Artists transform functional materials into symbolic statements

What is the end function of the products we use? That’s just one of the questions posed by the artworks featured in the UMKC Gallery of Art’s “Matter Matters” exhibit.

The new exhibit explores the use of materiality as an art form, transforming consumer goods from their functional, everyday uses into symbolic and aesthetic artworks.

At first glance, masks and wall hangings appear ordinarily beautiful, but upon further inspection viewers will notice the mask is made of plastic bottle caps and the hanging composed solely of used shotgun shells and plastic.

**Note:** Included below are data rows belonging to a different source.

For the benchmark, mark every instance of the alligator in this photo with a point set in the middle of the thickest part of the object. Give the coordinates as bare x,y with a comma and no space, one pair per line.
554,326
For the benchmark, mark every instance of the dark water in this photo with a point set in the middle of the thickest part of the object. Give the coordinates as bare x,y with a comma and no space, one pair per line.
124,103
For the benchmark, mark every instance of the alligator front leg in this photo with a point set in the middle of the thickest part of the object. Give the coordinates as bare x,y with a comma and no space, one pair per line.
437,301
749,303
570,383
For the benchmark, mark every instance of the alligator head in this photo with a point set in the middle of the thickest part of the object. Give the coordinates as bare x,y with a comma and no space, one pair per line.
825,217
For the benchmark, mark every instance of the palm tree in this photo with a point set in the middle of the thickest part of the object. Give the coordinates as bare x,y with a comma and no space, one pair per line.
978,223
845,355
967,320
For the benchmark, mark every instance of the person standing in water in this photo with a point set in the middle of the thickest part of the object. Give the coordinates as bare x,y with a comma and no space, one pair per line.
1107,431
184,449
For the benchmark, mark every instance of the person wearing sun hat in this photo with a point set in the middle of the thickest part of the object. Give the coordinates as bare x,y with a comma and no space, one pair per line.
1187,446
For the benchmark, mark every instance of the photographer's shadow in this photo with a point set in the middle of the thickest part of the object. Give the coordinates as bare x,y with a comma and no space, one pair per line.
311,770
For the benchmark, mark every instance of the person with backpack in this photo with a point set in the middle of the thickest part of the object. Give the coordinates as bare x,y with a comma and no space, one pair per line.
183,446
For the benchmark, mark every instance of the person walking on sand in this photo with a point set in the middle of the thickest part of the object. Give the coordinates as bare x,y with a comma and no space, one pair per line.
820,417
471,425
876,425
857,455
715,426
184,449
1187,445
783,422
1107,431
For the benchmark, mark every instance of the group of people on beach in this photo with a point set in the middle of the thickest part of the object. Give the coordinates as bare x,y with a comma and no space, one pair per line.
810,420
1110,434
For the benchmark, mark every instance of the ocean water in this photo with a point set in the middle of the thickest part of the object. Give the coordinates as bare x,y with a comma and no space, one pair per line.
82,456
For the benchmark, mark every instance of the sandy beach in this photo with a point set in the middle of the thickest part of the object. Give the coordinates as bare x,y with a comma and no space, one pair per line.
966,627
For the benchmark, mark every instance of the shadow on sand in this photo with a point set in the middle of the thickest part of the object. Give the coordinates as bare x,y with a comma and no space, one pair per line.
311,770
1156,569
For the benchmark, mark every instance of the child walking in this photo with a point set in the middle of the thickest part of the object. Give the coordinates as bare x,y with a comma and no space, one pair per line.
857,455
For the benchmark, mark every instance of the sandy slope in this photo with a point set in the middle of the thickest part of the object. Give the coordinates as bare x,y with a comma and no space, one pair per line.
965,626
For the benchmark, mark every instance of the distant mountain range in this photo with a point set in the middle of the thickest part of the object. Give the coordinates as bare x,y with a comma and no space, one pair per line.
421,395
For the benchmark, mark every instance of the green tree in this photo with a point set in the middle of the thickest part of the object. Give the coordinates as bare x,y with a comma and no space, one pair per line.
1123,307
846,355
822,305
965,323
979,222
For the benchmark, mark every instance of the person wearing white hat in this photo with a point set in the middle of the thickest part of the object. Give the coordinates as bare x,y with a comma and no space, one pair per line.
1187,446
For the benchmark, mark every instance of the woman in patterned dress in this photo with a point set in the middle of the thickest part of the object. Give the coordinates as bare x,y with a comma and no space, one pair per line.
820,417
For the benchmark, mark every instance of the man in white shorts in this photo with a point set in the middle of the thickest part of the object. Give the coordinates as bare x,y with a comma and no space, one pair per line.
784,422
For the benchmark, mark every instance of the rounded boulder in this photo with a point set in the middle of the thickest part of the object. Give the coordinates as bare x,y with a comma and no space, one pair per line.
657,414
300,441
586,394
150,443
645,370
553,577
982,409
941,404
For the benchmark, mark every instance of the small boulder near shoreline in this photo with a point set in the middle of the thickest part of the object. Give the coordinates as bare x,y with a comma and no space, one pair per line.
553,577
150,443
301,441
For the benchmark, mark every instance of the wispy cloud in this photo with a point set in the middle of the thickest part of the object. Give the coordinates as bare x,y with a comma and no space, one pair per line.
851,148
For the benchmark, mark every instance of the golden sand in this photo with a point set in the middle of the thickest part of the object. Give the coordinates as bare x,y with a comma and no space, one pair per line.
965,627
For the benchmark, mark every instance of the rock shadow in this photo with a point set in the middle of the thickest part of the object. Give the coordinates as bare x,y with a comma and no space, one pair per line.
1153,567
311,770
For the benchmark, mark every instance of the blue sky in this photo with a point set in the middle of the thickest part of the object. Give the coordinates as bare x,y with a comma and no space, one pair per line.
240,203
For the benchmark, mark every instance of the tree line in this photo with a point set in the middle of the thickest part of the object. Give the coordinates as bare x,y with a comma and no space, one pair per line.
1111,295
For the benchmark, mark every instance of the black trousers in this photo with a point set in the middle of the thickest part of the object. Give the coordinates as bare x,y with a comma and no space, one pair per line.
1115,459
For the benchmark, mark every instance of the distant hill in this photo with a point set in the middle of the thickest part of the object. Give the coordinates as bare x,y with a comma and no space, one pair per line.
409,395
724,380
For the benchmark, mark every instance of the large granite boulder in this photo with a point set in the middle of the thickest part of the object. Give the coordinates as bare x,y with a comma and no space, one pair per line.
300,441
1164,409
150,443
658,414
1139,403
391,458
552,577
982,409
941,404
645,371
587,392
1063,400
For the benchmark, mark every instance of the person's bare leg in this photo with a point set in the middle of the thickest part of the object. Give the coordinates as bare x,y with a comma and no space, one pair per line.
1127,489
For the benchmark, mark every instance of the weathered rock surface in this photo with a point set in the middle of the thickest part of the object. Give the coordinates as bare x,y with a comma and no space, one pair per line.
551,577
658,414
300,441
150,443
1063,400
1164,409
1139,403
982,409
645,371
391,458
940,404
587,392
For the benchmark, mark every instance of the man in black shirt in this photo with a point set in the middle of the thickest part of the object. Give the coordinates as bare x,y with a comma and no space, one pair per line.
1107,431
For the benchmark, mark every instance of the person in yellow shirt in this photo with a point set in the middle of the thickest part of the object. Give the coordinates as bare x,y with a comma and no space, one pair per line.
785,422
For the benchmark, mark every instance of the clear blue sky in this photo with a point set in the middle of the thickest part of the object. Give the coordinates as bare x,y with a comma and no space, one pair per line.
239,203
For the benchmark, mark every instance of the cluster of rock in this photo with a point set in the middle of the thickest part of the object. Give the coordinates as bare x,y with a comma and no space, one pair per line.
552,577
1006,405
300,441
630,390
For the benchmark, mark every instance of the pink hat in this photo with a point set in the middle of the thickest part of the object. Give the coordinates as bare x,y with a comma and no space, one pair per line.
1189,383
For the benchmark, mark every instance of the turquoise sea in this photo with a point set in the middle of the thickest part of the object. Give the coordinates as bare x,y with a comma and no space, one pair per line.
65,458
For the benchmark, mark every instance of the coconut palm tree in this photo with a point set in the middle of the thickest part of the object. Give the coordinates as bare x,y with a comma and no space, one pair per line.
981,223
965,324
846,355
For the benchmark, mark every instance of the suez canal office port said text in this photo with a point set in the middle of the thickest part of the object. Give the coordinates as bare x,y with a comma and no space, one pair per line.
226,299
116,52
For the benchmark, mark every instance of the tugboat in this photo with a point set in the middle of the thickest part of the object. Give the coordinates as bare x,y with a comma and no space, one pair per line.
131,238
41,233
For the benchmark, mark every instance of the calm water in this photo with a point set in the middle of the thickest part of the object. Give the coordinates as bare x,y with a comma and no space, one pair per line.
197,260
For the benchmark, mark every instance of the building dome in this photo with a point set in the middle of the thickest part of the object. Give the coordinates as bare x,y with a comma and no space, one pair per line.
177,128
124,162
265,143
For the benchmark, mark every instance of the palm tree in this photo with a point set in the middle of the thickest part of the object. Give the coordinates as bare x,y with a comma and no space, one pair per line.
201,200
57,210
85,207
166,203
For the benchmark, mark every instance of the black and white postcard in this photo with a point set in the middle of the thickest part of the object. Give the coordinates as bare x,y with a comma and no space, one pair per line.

Industrial meets fine art in the exhibit, where sculptures are made of colorful trash cans and Crayola marker caps.

Ultimately, the exhibit focuses on expression rather than consumption, aesthetic forms rather than utilitarian. The artists seek to “invent new forms” and “celebrate and re-interpret materiality in our daily lives,” according to the exhibit’s description.

Karolina Gnatowski, Dan Gunn, Alex Lockwood, and Noël Morical are the artists featured in the exhibit. Each used recycled consumable media to create their pieces.

Every work approaches the theme in the artist’s own unique way, aiming to either “manifest in the mimicry of other materials, create new meaning, build narratives or manipulate scale,” according to the Gallery of Art’s description of the exhibit.

These approaches are hidden in plain sight as viewers walk throughout the gallery.

Materials used for the works include paracord, plastic bottle caps, used shotgun shells, yarn, lottery tickets, and wire.

“Matter Matters” is free to the public and will be open in the UMKC Gallery of Art until March 9, 2019.